A cgMLST tree of all suspected outbreak isolates (Limburg 2012 and Flanders 2013) and the 41 background isolates. A minimum spanning tree was made based on the cgMLST allele matrices of all isolates using the MSTreeV2 method with GrapeTree. The outbreak clusters of Limburg 2012 and Flanders 2013 are outlined in green boxes. The cow carcass isolate that was discriminated from the Limburg 2012 outbreak cluster is visualized with a red box. Isolates that were identified with WGS to be closely related to the outbreak cluster are outlined in a yellow box. The two isolates of the 2013 outbreak in Flanders (EH2297 and TIAC1903) for which laboratory confirmation of the link was supported by epidemiological information are outlined in a blue box. Moreover, the isolates for which conventional PFGE and IS629 profiling was non-corresponding, are indicated with a red arrow. The scale bar represents the absolute number of cgMLST allele differences between isolates.

Figure 3

The IS629 fingerprints (a) and PFGE patterns (b) of all suspected isolates involved in the outbreak in Flanders (2013) are depicted.

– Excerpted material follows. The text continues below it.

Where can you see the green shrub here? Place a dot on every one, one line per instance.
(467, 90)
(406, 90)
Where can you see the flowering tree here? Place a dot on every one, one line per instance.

The scale bars represent the percentages of similarity between the isolates. All outbreak isolates clustering together (i.e., identical patterns) are outlined in a green box (identified as the outbreak cluster). The two isolates outlined in a blue box concern the human case for which the epidemiological link with the consumption of the contaminated food source (raw beef meat) was laboratory confirmed. Background isolates included in the initial outbreak investigation are outlined in a yellow box. Red arrows indicate the differences in the outbreak clusters obtained with both conventional methods.